Human Rights Watch a appelé vendredi le pouvoir tchadien à "finaliser le processus de compensation" des victimes du régime de l'ex-dictateur Hissène Habré au lieu d'"étouffer les discussions" sur le sujet.
Mercredi, l'avocat américain Reed Brody, venu à N'Djamena présenter son ouvrage sur la "traque" judiciaire de l'ancien président et animer une conférence sur la demande de justice des victimes, a été interpellé et mis dans un avion pour Paris après deux heures d'interrogatoire, selon des sources concordantes.
"Au lieu d'étouffer les discussions à ce sujet, le gouvernement devrait finaliser le processus de compensation totale aux victimes d'Habré qui souffrent depuis longtemps", dénonce HRW dans un communiqué.
"La décision de bloquer la tenue de la conférence illustre à quel point certains responsables gouvernementaux font la sourde oreille aux critiques de la situation passée des droits humains dans le pays - et refusent d'en tirer des leçons - ainsi qu'à leurs promesses de compensation aux victimes", poursuit l'ONG.
Plus de 10.000 victimes ou parents de victimes ont commencé à recevoir en février dernier une indemnisation du gouvernement prévue par décision judiciaire.
Une enveloppe de 10 milliards de FCFA (environ 15,2 millions d'euros) a été débloquée pour 10.700 "rescapés de prison et familles de ceux qui ont été tués sous le régime de Habré" soit environ 925.000 FCFA (1415 euros) par victime. Une somme qui "représente moins de 10 % des montants accordés par les tribunaux sénégalais et tchadien", s'indigne HRW.
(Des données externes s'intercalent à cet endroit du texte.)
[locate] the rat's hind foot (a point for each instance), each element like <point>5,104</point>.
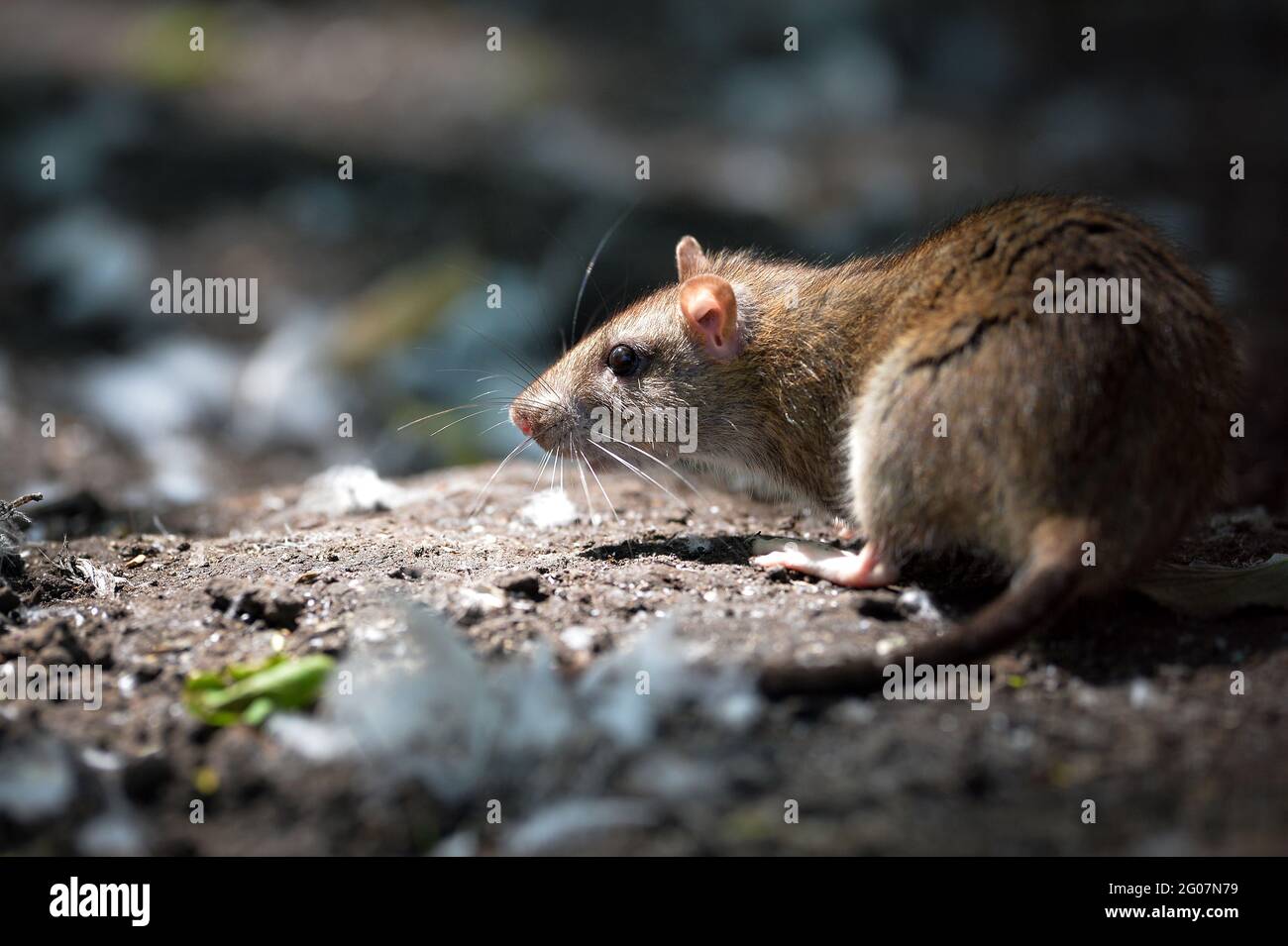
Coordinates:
<point>862,571</point>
L'ONG pointe aussi d'autres manquements: le fond d'indemnisation de l'Union Africaine, créé pour les victimes à l'issue du procès de Dakar, n'est "toujours pas opérationnel", et rien n'a avancé pour la création d'un monument et d'un musée en hommage aux victimes.
Au pouvoir de 1982 à 1990, puis renversé en 1990 par le père de l'actuel chef de l'Etat, Hissene Habré a été condamné le 30 mai 2016 à la prison à vie après avoir été déclaré coupable de crimes contre l'humanité, viols, exécutions, esclavage et enlèvement, au terme d'un procès sans précédent devant un tribunal spécial à Dakar.
Une commission d'enquête tchadienne a chiffré à 40.000 morts le nombre des victimes de la répression sous son régime. L'ancien dictateur est mort en août 2021 à l'âge de 79 ans et a été inhumé au Sénégal.
Des ONG nationales et internationales dénoncent régulièrement des "violations des droits humains" et la "répression", parfois sanglante qui persiste au Tchad. Mi-septembre, l'Organisation mondiale contre la torture (OMCT) a pointé une multiplication des arrestations et des détentions hors procédures par les services de renseignements tchadiens.